Take Kampung Admiralty, an 11-storey pioneering retirement village that integrates public housing for the elderly with healthcare and wellness facilities, as well as a childcare centre, eateries, retail stores and a rooftop community farm. Opened in 2017, it has won numerous awards, including World Building of the Year at the prestigious World Architecture Festival in 2018.

“It’s been designed with a lot of care, and it’s a very robust building,” said Hassell. Besides sustainable systems for filtering water and capturing solar energy, “what I think is the most interesting thing about Kampung Admiralty is the juxtaposition of the various facilities and uses”, said Wong. “For example, the elderly residents can enjoy a communal ‘sky park’ near their homes, but they can also easily access the busy plaza on the ground floor and all the amenities. There are a fair number of seniors in wheelchairs, but you’ll also find young families. It’s a great mix, and it doesn’t feel like a facility for the elderly.”

At the time of the design competition for this development in 2013, he remembers, there had been some public contention over the idea of building retirement homes in regular neighbourhoods – otherwise known as the “not in my backyard” (or “Nimby”) syndrome. “We felt it was so important for us to demonstrate how it could be done well.”

The WOHA-designed Kampung Admiralty, which integrates public housing for the elderly with community amenities, has won many accolades. (Photo: WOHA)

"Oftentimes, architecture is like a prison for them," Hassell explained. "It isolates them and makes it difficult for them to come out.” By designing for a diversity of users and creating opportunities for them to interact, “we’ve allowed for different systems to interplay”. And a more complex and intertwined ecosystem, perhaps, may well yield more fruitful connections – another form of resilience.

This well-received development could prove influential for subsequent eldercare projects not just in Singapore, but abroad. There has been a lot of interest from China, Australia and Europe in replicating the concept, “but the conditions need to be right before a project like this can take place”, Wong cautioned. Where a small city-state like Singapore can be more effective at getting many government agencies to work together, that may not be the case in larger and more complex contexts. “If the design parameters and laws are different, are you prepared to change them if you want something like this? Helping them to examine their policies is where we can start to make a difference.”

LOOKING FORWARD

Ask them what project they would like to tackle next, and Wong goes for a literal moonshot. “Maybe terraforming some place in outer space?” he mused wryly. “We may eventually need to live in a self-contained system outside earth.” While this planet still spins, however, they have faith that their painstakingly honed insights and skills will prove useful for Asia’s fast-growing cities. “We can work across large and small scales, and that is vital,” said Hassell. “If you only think of the large scale, you can’t make environments that are humane. We are constantly reminding ourselves to think: What would this design feel like for a human?”

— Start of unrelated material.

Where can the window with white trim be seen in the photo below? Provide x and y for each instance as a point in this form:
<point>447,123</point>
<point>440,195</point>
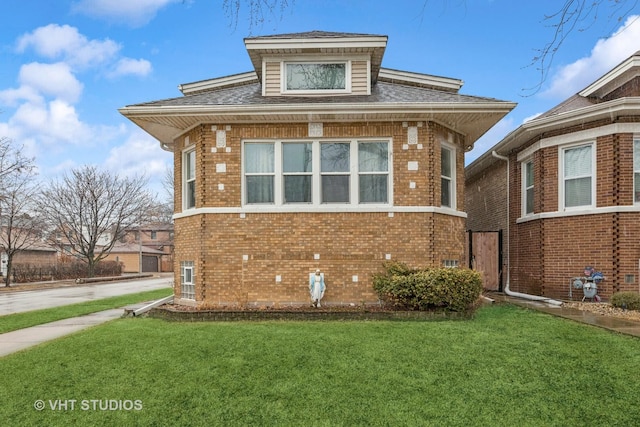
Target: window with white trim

A case in point: Visit the rooftop farm in Kampung Admiralty, and you’ll find a collection of plants that will be familiar to people who still remember what it was like to live in a kampong, including buah cherry trees whose fruits village children once used as slingshot ammunition. Imagine growing old here if you used to be one of those children, a tangible connection to your past growing in your communal sky garden. What does the future look like? If we play our cards right, it could, hopefully, look something like this – a sustained kinship with living, breathing histories. 

A version of this story first appeared on Singapore Tatler.